Kahveyi ne kadar çok sevdiğimi, yeri geldiğinde direk damardan alacak kadar ihtiyacını duyduğumu bilirsin sayın okuyucu. Ama havanın soğuyup da bir bardak çayı kalorifere bacağını dayayarak ve dışarıyı izleyerek içmenin tadının kahveden aldığım tadı geçtiği anlara bir de Ah Muhsin Ünlü’nün dizeleri eklenince tadından yenmez oluyor. “Burası dünya yahu, burası bu kadar işte” der Ünlü. Her şeyi kendimize dert edinmekten hiç çekinmediğimiz bu dünyada her 3 Aralık’ta düşünürüm asıl engelin ne olduğunu. Cevabı da hep tek kelimelik olur. Kendimiz.
Bugün 3 Aralık Dünya Engelliler Günü. Bu satırları her zaman sosyal mesaj vermek yerine içimdekileri seninle paylaşmak için kullandım sayın okuyucu. Bugün de amacım buluşup iki kelam sohbet edebilmek. Bir günün sabahına uyandığımızda (bazen uyumayarak bir önceki gün ile birleştirdiğimizde) o gün içerisinde başımıza geleceklerden bihaber bir şekilde, yeni bir maceraya atılırız. Unuturuz ki, yaşayacağımız günün engelli adayıyız.
Bunu unuttuğumuz gibi bir de, iyi bir şey yaptığımızı zannederek insanoğlunu ikiye ayırırız. Engellilere bir dolu engeli, aslında biz kendimizi daha iyi durumda zanneden “engelsiz”ler çıkarırız; üstüne bir de bugünün engelli adayı, yarının engellisi olmaktan korktuğumuz için empati kurmak zorunda (!) kalırız. Şimdi düşünüyor insan işte, asıl engellerle boğuşan kim diye…
Kendimizi mükemmel bir varlık olarak gören bizler, fiziksel ya da zihinsel olarak bir eksiği bulunan insanların kendimizden daha kötü durumda olduğunu düşünüyoruz. Ama her seferinde kendimizi televizyonlardan, gazetelerden, internetten engelli kardeşlerimizin başarılarını takip ederken buluyoruz. Korku, endişe ve belki acımayla geçirdiğimiz 3 Aralık günlerinde asıl engelin kendi içimizde olduğunu unutarak engellere karşı koyanların “bir gün değil de her gün hatırlanmaları gerektiğini” dile getiriyoruz. Ne kadar acizce!
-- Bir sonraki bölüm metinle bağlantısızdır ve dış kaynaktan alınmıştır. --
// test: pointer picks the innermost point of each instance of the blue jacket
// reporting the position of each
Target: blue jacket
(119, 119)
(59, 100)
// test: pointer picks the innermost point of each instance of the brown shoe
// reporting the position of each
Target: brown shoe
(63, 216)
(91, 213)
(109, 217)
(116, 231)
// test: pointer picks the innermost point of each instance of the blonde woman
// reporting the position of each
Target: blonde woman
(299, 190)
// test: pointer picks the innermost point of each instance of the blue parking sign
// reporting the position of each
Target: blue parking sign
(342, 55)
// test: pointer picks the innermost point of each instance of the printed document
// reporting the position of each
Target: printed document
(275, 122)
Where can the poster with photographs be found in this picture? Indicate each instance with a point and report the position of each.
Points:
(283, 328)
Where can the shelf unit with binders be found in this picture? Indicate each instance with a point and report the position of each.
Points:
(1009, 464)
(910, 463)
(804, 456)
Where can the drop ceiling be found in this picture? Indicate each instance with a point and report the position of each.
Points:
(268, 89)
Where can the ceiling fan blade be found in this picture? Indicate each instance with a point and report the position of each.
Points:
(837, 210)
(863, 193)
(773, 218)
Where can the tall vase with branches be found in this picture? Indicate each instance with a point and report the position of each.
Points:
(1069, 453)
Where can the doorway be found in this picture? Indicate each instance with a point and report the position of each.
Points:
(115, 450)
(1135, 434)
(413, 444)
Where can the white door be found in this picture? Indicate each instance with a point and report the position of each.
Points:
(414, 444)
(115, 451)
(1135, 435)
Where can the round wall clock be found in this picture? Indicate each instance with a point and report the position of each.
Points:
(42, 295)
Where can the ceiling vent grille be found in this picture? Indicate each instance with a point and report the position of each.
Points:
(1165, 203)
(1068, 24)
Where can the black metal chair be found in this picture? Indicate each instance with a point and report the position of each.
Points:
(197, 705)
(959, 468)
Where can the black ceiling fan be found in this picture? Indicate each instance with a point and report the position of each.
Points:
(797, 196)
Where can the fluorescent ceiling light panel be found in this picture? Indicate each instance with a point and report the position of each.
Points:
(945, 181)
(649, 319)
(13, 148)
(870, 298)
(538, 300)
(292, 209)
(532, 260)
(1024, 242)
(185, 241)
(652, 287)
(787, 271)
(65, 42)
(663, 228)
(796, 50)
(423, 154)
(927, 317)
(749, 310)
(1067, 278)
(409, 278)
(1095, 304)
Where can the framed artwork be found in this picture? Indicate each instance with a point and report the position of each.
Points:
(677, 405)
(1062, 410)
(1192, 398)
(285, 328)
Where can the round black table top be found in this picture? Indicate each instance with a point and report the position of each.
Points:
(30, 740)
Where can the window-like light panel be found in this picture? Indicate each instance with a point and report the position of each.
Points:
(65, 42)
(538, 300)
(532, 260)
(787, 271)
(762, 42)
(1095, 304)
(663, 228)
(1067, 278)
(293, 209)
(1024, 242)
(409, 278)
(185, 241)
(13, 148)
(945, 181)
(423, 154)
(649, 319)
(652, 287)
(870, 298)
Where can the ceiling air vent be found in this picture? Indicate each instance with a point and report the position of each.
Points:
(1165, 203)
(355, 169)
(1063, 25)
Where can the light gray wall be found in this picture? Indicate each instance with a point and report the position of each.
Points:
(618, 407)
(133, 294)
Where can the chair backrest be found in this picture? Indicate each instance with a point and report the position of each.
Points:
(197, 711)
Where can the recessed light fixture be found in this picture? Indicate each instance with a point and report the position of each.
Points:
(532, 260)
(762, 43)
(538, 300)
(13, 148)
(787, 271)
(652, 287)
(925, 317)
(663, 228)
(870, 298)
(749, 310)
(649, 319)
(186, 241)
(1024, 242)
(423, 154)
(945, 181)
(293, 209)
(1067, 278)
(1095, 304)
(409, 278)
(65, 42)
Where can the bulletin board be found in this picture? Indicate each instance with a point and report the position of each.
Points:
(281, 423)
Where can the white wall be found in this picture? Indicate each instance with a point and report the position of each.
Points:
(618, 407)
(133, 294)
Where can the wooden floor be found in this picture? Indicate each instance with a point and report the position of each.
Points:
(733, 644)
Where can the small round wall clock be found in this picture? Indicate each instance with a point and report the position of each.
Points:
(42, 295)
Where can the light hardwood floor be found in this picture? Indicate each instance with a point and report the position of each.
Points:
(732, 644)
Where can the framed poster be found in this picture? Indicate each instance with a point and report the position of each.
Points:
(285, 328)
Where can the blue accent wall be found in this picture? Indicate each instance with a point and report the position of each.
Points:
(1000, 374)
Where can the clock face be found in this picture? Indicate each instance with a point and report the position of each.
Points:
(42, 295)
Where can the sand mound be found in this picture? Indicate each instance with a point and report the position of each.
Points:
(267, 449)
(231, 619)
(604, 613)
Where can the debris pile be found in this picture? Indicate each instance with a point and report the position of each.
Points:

Bir çay bardağının yarısına geleceğin sürede aslında fark edeceksin sayın okuyucu, asıl engelin kendisini “tam” zannedenlerde olduğunu. İnsan hayatı; engelleri, zorlukları aşarken öğreniyor ama gel gör ki halihazırda zor olan bir hayatı daha da zorlaştıran bir ülkede yaşayan engelli vatandaşlarımızı çoğu an aklımıza bile getirmiyoruz.
Onların takip ettiğimiz başarılarında (ki bir engellinin ülkemizde yaşaması bile başlı başına bir başarı), insan kendine dönüp de ne kadar çaresiz, ne kadar beceriksiz olduğunu bir kez daha fark ediyor, “engelsiz” olduğunu zannederken. Engellerin her birinin insan zihninin bir ürünü olduğunu; düşüncelerin doğru tasarlandığında ortada herhangi bir engeli barındırmayacağını görüyorsun. Her yeni güne başka bir engeli aşıp mutlu olanları gördükçe, hayatın nasıl da muhteşem bir armağan olduğunu fark ediyorsun.
Düşünüyorsun, asıl engellinin, engellerle boğuşanın kim olduğunu…
Bugün 3 Aralık Dünya Engelliler Günü. Engel olma sayın okuyucu, destek ol!